2024-12-03 04:54:53,691 [rdaf.component.platform] INFO     - Creating directory /opt/rdaf/config/network_config
2024-12-03 04:54:54,238 [rdaf.component.platform] INFO     - Creating directory /opt/rdaf/config/network_config
2024-12-03 04:54:54,805 [rdaf.component.platform] INFO     - Creating directory /opt/rdaf/config/network_config
2024-12-03 04:54:55,358 [rdaf.component.platform] INFO     - Creating directory /opt/rdaf/config/network_config
2024-12-03 04:54:56,002 [rdaf.component.opensearch_external] INFO     - Updating policy.json with os_external endpoint.
rdauser@primary180:~$

2. Verification

2.1 Verification of os_external Section in rdaf.cfg

This Section shows how os_external section can be verified in rdaf.cfg file

cat /opt/rdaf/rdaf.cfg
[os_external]
host = 192.168.102.69
user = cmRhZmFkbWlu
password = YWJjZDEyMzQ=

2.2 Verification of os_external in config.json File

This Section shows how os_external section can be verified in config.json file

cat /opt/rdaf/config/network_config/config.json
 "os_external": {
        "hosts": [
            "192.168.102.69"
        ],
        "port": 9200,
        "scheme": "https",
        "ssl_verify": false,
        "$user": "eyJzYWx0IjogIkRwVkYiLCAiZGF0YSI6ICJnQUFBQUFCbVI3YTN3ZnNmNTdkRGIzMXNMT2hFM213dHRldWhUVEY0ZmxrLUxVdmZDSlNaVExPRXZWLTZTZlBvQjlPVVFCUjlUZmFwYjRUN0d6SXY2QWVkSXJWSHlFV011QT09In0=",
        "$password": "eyJzYWx0IjogImFrTHoiLCAiZGF0YSI6ICJnQUFBQUFCbVI3YTM1aU1OZUFHNHE3WmRPVTBhV25YRy1QMEk4SUdCYTZMVlRsWVVnZndJTFJ4dXExcmthcGo2VmtWSE9ZRXdPUEJ1YWxuV2VSVkE3bGprSG9oMXc1UmM3UT09In0="
    }

Note

Verification Step: The above cat command spits the above content (in json format) and is expected to have one os_external elements as highlighted in yellow color in the above example.

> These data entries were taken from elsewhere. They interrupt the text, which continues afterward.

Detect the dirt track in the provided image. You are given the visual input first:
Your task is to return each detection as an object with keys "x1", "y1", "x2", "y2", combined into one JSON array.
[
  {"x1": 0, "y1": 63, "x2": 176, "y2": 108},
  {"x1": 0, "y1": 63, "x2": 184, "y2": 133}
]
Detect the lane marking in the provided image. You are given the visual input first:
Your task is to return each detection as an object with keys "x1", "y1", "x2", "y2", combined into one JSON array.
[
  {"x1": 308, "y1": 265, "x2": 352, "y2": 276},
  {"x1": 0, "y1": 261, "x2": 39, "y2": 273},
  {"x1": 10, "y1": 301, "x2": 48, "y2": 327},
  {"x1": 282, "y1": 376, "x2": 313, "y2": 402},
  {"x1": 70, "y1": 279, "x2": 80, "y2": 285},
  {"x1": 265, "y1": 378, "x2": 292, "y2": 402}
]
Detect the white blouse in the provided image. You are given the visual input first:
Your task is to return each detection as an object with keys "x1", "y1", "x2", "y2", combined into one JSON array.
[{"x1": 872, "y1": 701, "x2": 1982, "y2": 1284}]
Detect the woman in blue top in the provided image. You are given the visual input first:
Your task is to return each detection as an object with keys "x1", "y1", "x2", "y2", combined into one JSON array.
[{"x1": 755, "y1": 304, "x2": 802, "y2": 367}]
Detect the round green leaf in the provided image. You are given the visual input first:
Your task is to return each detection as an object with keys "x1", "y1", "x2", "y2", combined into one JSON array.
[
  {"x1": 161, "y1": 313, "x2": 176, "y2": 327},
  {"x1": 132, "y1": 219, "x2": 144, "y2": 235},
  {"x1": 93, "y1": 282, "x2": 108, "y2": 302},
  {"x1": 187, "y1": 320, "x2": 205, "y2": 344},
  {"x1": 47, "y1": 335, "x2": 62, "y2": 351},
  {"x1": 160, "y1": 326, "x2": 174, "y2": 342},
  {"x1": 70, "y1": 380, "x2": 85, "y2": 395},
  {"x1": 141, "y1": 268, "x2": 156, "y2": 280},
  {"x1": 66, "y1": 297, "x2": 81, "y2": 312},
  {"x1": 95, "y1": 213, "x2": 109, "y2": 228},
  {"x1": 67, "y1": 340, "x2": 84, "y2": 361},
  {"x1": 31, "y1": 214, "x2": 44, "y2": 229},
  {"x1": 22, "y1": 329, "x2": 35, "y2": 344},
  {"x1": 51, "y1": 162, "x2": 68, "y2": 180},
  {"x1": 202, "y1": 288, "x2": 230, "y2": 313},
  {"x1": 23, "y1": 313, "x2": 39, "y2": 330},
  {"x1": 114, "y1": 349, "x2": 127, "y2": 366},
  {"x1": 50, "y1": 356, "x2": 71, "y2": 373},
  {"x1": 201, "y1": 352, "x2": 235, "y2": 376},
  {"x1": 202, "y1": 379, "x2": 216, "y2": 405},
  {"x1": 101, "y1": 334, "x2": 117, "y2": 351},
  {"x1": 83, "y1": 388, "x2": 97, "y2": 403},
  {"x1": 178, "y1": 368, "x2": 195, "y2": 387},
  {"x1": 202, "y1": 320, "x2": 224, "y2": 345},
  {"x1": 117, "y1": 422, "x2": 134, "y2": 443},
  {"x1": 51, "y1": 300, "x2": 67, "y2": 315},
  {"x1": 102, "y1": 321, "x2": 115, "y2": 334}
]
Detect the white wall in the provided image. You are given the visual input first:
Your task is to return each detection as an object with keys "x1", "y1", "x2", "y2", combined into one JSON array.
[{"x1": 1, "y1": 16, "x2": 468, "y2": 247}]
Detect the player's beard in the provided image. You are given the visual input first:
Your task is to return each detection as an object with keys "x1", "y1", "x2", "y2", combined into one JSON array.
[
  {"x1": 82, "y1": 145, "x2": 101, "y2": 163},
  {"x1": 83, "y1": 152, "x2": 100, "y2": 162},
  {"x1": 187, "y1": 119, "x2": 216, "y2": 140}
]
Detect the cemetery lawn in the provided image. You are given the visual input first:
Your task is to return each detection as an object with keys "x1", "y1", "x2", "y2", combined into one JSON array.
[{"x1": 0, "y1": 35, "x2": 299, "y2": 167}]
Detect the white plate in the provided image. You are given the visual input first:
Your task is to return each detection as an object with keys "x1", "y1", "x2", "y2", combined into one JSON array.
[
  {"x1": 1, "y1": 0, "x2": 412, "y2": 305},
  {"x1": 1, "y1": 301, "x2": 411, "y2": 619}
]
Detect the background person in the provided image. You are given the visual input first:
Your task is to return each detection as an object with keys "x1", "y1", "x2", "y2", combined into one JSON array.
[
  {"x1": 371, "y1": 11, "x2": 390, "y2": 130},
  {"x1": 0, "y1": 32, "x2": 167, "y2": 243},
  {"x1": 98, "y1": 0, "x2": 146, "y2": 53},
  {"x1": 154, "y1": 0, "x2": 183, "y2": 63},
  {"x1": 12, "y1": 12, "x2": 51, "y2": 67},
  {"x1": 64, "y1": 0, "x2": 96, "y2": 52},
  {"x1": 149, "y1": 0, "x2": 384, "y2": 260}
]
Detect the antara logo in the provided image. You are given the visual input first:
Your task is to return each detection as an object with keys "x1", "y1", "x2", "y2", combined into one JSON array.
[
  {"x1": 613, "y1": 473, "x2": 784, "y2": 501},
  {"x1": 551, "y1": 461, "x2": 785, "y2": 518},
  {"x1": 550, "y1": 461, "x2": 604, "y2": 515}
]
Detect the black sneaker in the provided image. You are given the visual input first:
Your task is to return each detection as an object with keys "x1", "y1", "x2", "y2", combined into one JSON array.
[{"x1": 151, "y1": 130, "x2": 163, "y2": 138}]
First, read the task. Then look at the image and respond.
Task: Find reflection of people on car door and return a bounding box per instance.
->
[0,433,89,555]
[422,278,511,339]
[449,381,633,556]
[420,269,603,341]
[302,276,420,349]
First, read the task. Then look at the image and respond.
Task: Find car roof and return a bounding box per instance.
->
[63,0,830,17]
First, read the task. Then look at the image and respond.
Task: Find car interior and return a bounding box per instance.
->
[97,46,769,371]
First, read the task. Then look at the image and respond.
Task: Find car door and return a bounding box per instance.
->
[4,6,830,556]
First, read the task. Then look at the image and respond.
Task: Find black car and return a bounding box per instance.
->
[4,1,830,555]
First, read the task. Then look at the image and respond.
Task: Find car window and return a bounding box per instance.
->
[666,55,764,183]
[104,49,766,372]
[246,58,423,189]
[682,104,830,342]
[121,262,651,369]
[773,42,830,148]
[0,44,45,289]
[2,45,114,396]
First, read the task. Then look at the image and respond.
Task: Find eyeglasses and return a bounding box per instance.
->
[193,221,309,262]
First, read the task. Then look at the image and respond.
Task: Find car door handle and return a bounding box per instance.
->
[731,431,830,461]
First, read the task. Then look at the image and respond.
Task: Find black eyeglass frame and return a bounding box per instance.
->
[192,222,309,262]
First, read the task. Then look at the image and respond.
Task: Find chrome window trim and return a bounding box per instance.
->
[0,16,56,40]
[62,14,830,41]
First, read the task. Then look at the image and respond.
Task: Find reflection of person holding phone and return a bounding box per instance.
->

2.3 Verification of pstream-mappings in policy.json File

This Section shows how pstream-mappings can be verified in policy.json file

cat /opt/rdaf/config/network_config/policy.json
{
    "pstream-mappings": [
        {
            "pattern": "admin-90915a066fd14c3ea8d828e7aa7fde27.*",
            "es_name": "cfx_admin_es",
            "tenant_specific": true
        },
        {
            "pattern": "rda.*",
            "es_name": "default"
        },
        {
            "pattern": "os-external-admin-90915a066fd14c3ea8d828e7aa7fde27.*",
            "es_name": "os_external_default"            
        },
        {
            "pattern": "os-external-rda.*",
            "es_name": "os_external_default"
        },
        {
            "pattern": "os-external-.*",
            "es_name": "os_external_default"
        },
    {
            "pattern": ".*",
            "es_name": "default"
        }
    ],
    "credentials": {
        "es": {
            "cfx_admin_es": {
                "hosts": [
                    "192.168.125.217"
                ],
                "port": "9200",
                "user": "90915a066fd14c3ea8d828e7aa7fde27adminuser",
                "password": "LtcgfYK5L1",
                "scheme": "https",
                "ssl_verify": false
            },
            "os_external_default": {
                "hosts": [
                    "192.168.102.69"
                ],
                "user": "rdafadmin",
                "password": "abcd1234",
                "port": "9200",
                "scheme": "https",
                "ssl_verify": false
            }
        }
    }
}

Note

Verification Step: The above cat command splits the above content (in json format) and is expected to have lines which are highlighted in Yellow as shown in the above example outpput

3. Collector Service Restart

Restart the collector service whenever external opensearch is added.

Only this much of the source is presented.